Dienstag, 14. Mai 2013

HTML5 Web Apps on Mobile Devices

Get out your Buzzword Bingo cards, we're talking HTML5. And Canvas2D. And WebGL. See? Check them off and then continue reading. So, while writing "native" apps using JavaScript is definitely possible and works great with QML, some games are just simple enough (or want to have a broad enough audience) to warrant writing everything in HTML5.

This might also be a good time to check off XmlHttpRequest on your BB card, even if none of the following games use it - you might want to use it in your applications or game for things such as server-side stored high scores.

As far as Maemo and MeeGo is concerned, you might want to try out some of these games (especially the WebGL variant of One Whale Trip) in Fennec (aka Mobile Firefox - get it for: N900, N950/N9, Nemo Mobile).

Color Lines: This one simply uses Canvas2D, and works nicely on all mobile browsers that I tested - Maemo, MeeGo, Android, WP7.5, BB Playbook, iOS. Comes in at about 650 lines of rather well-documented JavaScript, and could easily be ported to use QML as a renderer if need be (it would be good to have a QML Plug-In that provides a JavaScript context + (a subset of) the Canvas2D API - without using WebKit (cross that off, too), that is). Also, the N900's stock browser has performance problems rendering this, while on the same device in Fennec it's quite playable.

Circle1D: This is a straight Python-to-JavaScript port of a lame 2D "Physics" Engine. It's kept very (read: very, very) simple, and collision detection could be done in a nicer way, but the inefficiency of it provides a nice benchmark for comparing JavaScript engine performance (I'm sure you can find "engine performance" on your bingo card as well) on mobile devices. The N900's default browser can't handle it at all, but Fennec can at least render/simulate it, albeit slowly.
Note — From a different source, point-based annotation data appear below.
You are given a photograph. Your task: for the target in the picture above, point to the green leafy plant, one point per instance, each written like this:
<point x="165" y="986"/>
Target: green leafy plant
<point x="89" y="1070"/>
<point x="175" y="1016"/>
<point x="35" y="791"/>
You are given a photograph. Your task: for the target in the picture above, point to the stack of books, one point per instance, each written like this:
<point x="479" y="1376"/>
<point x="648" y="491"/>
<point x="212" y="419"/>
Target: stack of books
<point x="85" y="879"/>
One Whale Trip: This game actually started out as a Python game for PyWeek last September, which was also ported to the N950/N9, but as a test for trying out WebGL, I decided to port it from Python/PyGame to JavaScript/Canvas2D and then to WebGL (the Python version also contains two renderers - a "blitting" one using PyGame surfaces, and an OpenGL one using OpenGL [ES 2 on mobile]). The Canvas2D version works again in all modern mobile browsers (same as above), the WebGL only works on browsers supporting WebGL, for example Fennec/Firefox on both the N900 (even though very slowly) and not in any of the stock browsers (even not the one on the N9). As WebGL is "roughly" the same as OpenGL ES 2.x, one could imagine sharing at least shader programs for a possible C++-or-JavaScript cross-platform application.
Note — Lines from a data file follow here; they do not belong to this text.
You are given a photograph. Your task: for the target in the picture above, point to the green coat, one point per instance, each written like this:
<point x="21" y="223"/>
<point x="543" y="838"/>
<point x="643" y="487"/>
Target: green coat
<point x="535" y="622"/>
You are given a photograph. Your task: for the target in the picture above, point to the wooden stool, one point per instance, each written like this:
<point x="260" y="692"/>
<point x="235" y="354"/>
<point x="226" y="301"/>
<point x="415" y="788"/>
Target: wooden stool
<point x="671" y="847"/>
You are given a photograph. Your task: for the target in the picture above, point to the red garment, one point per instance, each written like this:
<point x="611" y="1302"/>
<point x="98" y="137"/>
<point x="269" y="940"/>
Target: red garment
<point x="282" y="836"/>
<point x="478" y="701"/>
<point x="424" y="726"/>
So yeah, for smaller applications and/or games, HTML5 is definitely an option. In Firefox OS, your HTML5 web app will - also with WebGL - work and integrate nicely as "native" app. If you also want to create "native" applications (maybe after finishing the HTML5 version), consider encapsulating your JavaScript code so that you can re-use it in QML code, or (in case of WebGL apps), at least design the rendering part of your application in such a way that the code/architecture and shader programs can be shared with a C++ port of your existing HTML5 app.
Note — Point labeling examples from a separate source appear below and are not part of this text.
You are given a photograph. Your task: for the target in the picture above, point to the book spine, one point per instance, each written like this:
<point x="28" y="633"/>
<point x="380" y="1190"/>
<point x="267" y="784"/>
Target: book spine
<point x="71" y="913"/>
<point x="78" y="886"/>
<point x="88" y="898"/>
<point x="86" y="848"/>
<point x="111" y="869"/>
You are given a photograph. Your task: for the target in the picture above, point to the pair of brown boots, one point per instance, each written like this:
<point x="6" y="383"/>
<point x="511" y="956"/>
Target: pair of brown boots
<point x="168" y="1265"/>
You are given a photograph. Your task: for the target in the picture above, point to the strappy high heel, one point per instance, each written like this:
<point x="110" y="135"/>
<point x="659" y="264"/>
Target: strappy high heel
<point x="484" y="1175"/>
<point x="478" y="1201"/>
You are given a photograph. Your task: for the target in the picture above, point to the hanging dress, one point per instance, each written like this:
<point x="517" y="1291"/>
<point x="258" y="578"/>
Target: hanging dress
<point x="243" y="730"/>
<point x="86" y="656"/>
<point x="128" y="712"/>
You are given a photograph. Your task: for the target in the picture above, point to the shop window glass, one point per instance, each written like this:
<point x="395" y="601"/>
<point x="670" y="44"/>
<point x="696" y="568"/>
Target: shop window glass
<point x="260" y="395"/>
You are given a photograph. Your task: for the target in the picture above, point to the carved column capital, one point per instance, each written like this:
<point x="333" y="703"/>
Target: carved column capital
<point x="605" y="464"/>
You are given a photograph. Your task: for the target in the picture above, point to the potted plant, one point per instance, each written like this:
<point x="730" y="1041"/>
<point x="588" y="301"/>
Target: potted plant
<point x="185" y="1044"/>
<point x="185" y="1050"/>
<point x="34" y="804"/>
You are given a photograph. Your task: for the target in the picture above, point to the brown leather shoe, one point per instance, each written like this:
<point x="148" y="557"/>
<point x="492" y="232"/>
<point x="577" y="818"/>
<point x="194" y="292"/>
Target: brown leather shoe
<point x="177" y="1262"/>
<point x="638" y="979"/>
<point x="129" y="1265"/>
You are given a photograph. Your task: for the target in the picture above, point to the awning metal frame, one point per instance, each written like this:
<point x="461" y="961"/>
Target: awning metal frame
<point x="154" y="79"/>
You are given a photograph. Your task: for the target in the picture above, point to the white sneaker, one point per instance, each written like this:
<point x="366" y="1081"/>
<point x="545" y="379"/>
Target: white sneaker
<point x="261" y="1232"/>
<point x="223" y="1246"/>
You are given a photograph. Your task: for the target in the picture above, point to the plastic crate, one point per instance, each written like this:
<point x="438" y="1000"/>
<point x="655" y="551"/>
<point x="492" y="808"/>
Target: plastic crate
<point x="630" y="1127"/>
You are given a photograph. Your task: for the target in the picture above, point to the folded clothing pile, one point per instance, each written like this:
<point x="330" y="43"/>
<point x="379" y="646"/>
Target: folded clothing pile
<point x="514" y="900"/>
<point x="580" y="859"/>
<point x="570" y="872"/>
Another option that's worth considering: Writing a compatiblity application layer that can load (specially-crafted) WebGL subset applications and display them on a fullscreen SDL-(or Qt)-provided window. Applications written in this WebGL subset could then be deployed on the web as HTML5 application or "natively" running on top of a JavaScript engine only. I'd call that "webglenv", and no, I haven't written it yet.